When people typically think about the Italian Mafia, they generally imagine violence and extortion. Most people would never walk the streets of Sicily’s capital, Palermo, and associate the parks and public spaces with organized crime.

But Paloma Socorro, who will travel to Palermo in September under the U.S. Fulbright Student Program to study how the Mafia has influenced architecture in the city, says that the city is currently transforming public spaces using billions of dollars of seized Mafia capital.

“At its core, it’s a story of resilience,” says Socorro, who will graduate from Northeastern this spring with a degree in political science. “I’ll be studying how the city is reclaiming its history and rebuilding itself after enduring so much fear and violence. Hopefully this will be an opportunity to shed light on what has and hasn’t worked in the city.”

Through the nine-month, all-expenses-paid Fulbright program, Socorro will be working with a nonprofit organization dedicated to reversing the effects of the Mafia called the Fondazione Falcone.

“I knew I wanted to do research in Italy because my grandmother is from there,” she says. Fortunately, the application process for this grant coincided with an Italian course Socorro was taking at the time and the beginning of her senior capstone research project, which she decided to use as an opportunity to start investigating the consequences of the Mafia in Italy.

After reading a number of books about organized crime in Italy, Socorro landed on the idea of studying how architecture has been repurposed with reclaimed funds. “My capstone class was monumental in allowing me the space to explore this topic,” she says.

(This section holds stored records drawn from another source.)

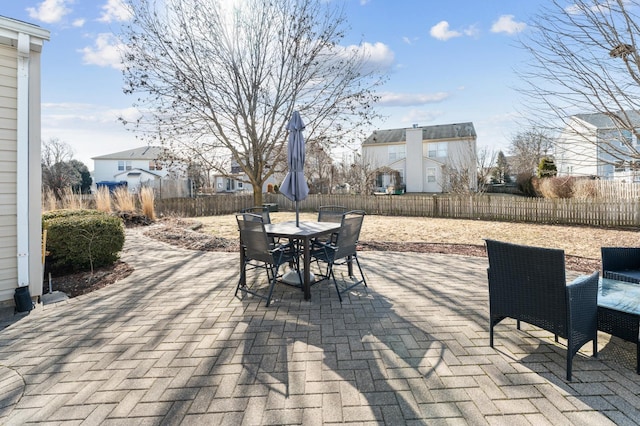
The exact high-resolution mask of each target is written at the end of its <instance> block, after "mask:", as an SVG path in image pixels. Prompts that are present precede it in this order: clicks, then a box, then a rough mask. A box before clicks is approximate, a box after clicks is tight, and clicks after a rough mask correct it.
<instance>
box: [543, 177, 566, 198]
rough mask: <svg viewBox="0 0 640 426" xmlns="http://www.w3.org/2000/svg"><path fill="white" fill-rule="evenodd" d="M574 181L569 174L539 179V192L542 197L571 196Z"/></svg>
mask: <svg viewBox="0 0 640 426" xmlns="http://www.w3.org/2000/svg"><path fill="white" fill-rule="evenodd" d="M574 182H575V179H573V178H571V177H569V176H564V177H550V178H546V179H540V194H541V195H542V196H543V197H544V198H572V197H573V187H574Z"/></svg>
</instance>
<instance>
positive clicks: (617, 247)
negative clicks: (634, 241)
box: [600, 247, 640, 271]
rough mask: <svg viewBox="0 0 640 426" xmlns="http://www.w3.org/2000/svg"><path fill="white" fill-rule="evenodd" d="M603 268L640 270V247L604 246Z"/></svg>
mask: <svg viewBox="0 0 640 426" xmlns="http://www.w3.org/2000/svg"><path fill="white" fill-rule="evenodd" d="M600 251H601V253H602V270H603V271H624V270H629V269H638V270H640V247H602V248H601V249H600Z"/></svg>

Socorro has taken Italian language classes since high school, but now that she has received this Fulbright award, she plans to brush up on her Italian to prepare for some of the tough conversations she anticipates having in Palermo.

“A lot of the research I’m going to be doing will be based on interviews I do with people,” she says. “The Mafia is definitely a sensitive subject in Italy, especially in Palermo where there was a lot of explicit violence.”

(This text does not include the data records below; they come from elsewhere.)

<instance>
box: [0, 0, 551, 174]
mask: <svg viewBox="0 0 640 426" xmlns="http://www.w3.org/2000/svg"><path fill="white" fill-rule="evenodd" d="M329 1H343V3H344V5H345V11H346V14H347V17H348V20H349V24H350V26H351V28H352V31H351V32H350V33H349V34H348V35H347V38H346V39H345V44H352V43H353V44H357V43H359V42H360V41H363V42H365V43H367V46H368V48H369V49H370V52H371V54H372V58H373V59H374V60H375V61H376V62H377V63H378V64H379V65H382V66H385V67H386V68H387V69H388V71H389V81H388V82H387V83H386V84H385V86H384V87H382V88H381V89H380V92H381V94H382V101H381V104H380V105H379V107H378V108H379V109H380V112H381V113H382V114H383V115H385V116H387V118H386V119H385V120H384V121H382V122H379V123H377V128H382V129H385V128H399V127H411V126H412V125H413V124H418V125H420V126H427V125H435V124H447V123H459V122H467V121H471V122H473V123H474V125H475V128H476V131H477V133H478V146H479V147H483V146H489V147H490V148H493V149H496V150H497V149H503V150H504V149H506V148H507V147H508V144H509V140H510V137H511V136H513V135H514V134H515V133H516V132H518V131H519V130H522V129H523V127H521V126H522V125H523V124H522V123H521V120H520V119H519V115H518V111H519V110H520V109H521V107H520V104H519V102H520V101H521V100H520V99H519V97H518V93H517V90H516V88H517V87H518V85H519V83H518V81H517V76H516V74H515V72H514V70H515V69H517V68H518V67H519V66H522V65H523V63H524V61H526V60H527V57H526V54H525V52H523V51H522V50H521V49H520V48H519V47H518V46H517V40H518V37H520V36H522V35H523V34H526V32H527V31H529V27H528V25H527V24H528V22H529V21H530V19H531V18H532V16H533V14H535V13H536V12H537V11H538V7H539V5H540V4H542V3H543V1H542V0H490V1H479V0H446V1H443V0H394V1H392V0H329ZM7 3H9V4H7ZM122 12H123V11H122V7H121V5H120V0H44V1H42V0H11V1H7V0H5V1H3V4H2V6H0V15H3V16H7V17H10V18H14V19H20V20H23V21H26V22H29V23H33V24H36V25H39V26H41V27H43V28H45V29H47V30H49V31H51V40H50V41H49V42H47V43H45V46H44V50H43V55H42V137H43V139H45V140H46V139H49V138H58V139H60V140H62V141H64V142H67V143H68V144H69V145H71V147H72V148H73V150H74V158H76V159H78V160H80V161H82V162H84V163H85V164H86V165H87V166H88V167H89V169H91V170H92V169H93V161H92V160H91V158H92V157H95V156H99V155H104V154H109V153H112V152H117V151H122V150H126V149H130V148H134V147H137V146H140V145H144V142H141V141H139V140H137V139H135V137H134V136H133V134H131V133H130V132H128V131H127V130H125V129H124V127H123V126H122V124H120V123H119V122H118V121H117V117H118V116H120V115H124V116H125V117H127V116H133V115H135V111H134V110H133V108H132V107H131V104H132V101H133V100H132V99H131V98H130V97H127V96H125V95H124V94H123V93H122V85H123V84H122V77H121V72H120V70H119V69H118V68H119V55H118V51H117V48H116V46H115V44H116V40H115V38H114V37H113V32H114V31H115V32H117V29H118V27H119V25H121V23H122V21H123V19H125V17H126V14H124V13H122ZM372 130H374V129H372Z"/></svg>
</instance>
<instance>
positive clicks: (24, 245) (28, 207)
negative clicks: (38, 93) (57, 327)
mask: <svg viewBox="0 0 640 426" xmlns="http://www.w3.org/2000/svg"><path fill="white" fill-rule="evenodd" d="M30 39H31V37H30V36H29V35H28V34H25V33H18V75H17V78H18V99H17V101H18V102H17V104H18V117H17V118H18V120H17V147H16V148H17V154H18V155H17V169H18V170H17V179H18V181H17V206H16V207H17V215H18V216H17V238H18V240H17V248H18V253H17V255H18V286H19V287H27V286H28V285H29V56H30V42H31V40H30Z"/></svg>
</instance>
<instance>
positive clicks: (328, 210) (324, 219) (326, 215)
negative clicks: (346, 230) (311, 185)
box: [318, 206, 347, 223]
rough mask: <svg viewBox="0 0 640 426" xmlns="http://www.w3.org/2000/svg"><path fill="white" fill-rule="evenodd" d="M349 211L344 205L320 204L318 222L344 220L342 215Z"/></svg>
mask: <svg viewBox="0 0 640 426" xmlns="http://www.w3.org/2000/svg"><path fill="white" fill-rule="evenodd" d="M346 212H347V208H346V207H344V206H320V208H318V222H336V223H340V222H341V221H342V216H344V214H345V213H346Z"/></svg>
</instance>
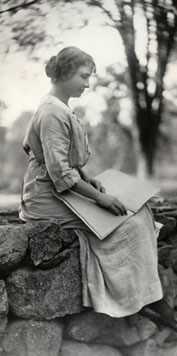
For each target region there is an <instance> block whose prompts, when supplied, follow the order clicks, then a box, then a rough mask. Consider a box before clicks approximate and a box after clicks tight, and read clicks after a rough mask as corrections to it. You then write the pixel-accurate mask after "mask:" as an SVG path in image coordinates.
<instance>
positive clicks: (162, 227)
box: [154, 214, 176, 241]
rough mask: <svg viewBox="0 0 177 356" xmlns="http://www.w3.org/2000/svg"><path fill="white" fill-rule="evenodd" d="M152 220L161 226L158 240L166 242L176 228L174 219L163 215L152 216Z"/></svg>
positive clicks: (170, 217) (174, 220)
mask: <svg viewBox="0 0 177 356" xmlns="http://www.w3.org/2000/svg"><path fill="white" fill-rule="evenodd" d="M154 219H155V220H156V221H158V222H160V223H161V224H163V226H162V228H161V229H160V233H159V237H158V240H159V241H161V240H167V239H168V238H169V237H170V235H171V234H172V233H173V232H174V230H175V228H176V219H175V218H174V217H169V216H165V215H163V214H154Z"/></svg>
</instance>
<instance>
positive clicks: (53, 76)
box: [45, 56, 56, 78]
mask: <svg viewBox="0 0 177 356" xmlns="http://www.w3.org/2000/svg"><path fill="white" fill-rule="evenodd" d="M45 72H46V74H47V76H48V77H49V78H54V77H55V73H56V56H52V57H51V58H50V59H49V61H48V63H47V65H46V66H45Z"/></svg>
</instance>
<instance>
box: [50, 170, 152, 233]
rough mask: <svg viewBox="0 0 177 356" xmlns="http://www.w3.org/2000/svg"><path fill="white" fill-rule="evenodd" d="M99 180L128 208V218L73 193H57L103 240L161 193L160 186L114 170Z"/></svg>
mask: <svg viewBox="0 0 177 356" xmlns="http://www.w3.org/2000/svg"><path fill="white" fill-rule="evenodd" d="M96 179H98V180H100V181H101V183H102V184H103V186H104V187H105V188H106V193H108V194H111V195H114V196H116V197H117V198H118V199H119V200H120V201H121V202H122V203H123V204H124V205H125V206H126V208H127V211H128V214H127V215H124V216H116V215H114V214H112V213H111V212H110V211H108V210H106V209H103V208H101V207H99V206H98V205H97V204H96V202H95V201H94V200H92V199H89V198H86V197H84V196H83V195H80V194H78V193H76V192H74V191H72V190H67V191H65V192H62V193H57V192H54V194H55V195H56V196H57V198H58V199H61V200H62V201H63V202H64V203H65V204H66V205H67V206H68V207H69V208H70V209H71V210H72V211H73V212H74V213H75V214H76V215H78V217H79V218H80V219H81V220H82V221H83V222H84V223H85V224H86V225H87V226H88V227H89V228H90V230H92V231H93V232H94V233H95V235H96V236H97V237H98V238H99V239H101V240H102V239H104V238H105V237H106V236H108V235H109V234H110V233H111V232H113V231H114V230H115V229H117V228H118V227H119V226H120V225H121V224H122V223H124V222H125V220H126V219H128V218H129V217H130V216H132V215H133V214H134V213H136V212H137V211H138V210H139V209H140V208H141V207H142V205H144V204H145V203H146V202H147V201H148V200H149V199H150V198H151V197H152V196H154V195H155V194H156V193H157V191H158V189H157V187H155V186H154V185H152V184H151V183H149V182H147V181H141V180H138V179H137V178H135V177H132V176H130V175H128V174H125V173H122V172H119V171H116V170H113V169H108V170H106V171H104V172H103V173H101V174H99V175H98V176H97V177H96Z"/></svg>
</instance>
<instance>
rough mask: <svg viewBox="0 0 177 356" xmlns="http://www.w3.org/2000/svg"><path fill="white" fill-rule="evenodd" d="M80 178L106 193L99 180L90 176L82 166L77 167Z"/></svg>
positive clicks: (105, 190) (105, 191) (101, 184)
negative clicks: (95, 178)
mask: <svg viewBox="0 0 177 356" xmlns="http://www.w3.org/2000/svg"><path fill="white" fill-rule="evenodd" d="M79 173H80V176H81V178H82V179H83V180H84V181H85V182H86V183H88V184H91V185H92V186H93V187H94V188H95V189H97V190H98V191H99V192H101V193H106V189H105V188H104V187H103V186H102V184H101V182H100V181H99V180H97V179H95V178H90V177H89V176H88V175H87V173H86V172H84V170H83V169H82V168H79Z"/></svg>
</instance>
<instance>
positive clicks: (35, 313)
mask: <svg viewBox="0 0 177 356" xmlns="http://www.w3.org/2000/svg"><path fill="white" fill-rule="evenodd" d="M6 287H7V292H8V298H9V307H10V310H11V311H12V312H13V314H14V315H16V316H19V317H21V318H25V319H35V320H43V319H47V320H48V319H54V318H56V317H61V316H64V315H66V314H72V313H79V312H80V311H82V310H83V307H82V286H81V271H80V262H79V251H78V250H77V249H75V250H73V252H72V254H71V255H70V257H69V259H67V260H65V261H63V262H62V263H61V264H60V265H59V266H58V267H54V268H52V269H50V270H41V269H36V268H18V269H16V270H15V271H13V272H12V273H11V274H10V275H9V276H8V278H7V280H6Z"/></svg>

For example, the Italian judge and prosecuting magistrate, Giovanni Falcone, who is the namesake of the foundation, was assassinated on the highway in Palermo in 1992 when the Mafia detonated an explosive in his car.

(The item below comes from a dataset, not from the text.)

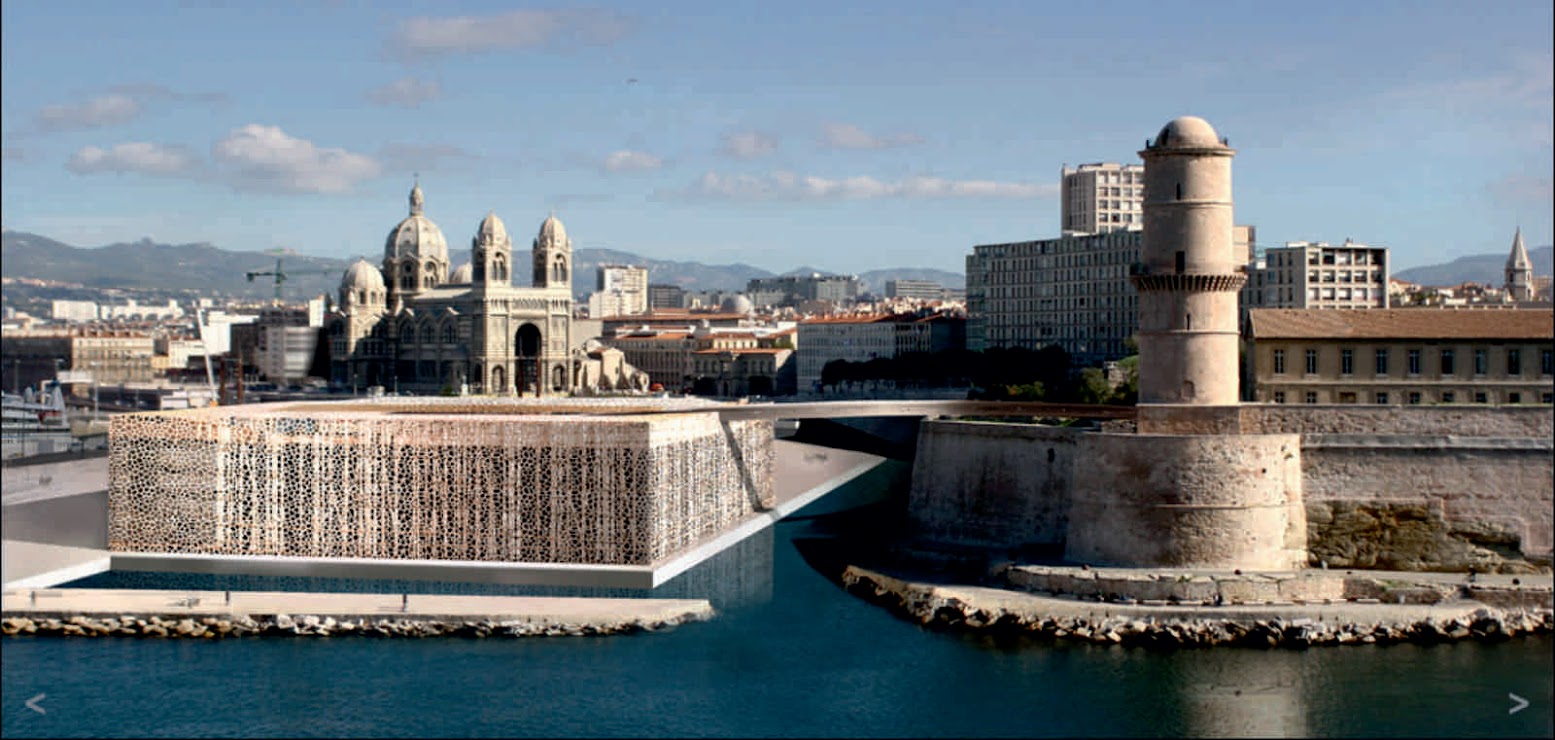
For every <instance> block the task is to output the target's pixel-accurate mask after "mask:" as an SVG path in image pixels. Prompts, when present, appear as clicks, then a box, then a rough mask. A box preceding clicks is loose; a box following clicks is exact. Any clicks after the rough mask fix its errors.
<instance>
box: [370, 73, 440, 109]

Today, the violence is less prevalent, Socorro says, and the influence of the Mafia has waned somewhat, though their imprint on the city is still visible, culturally and in urban geography.

Socorro says she’s prepared for the research she’ll do in Italy because of some of the experiences she had at Northeastern, particularly the two Dialogue of Civilizations she did in Ghana and Switzerland.

In Ghana, Socorro says she conducted many interviews with students about the education system, skills she says she’ll need while compiling oral histories on the Mafia in Italy. In Switzerland, Socorro did extensive research using the United Nations Library, research experience she says that will help her in collecting information for her forthcoming project abroad.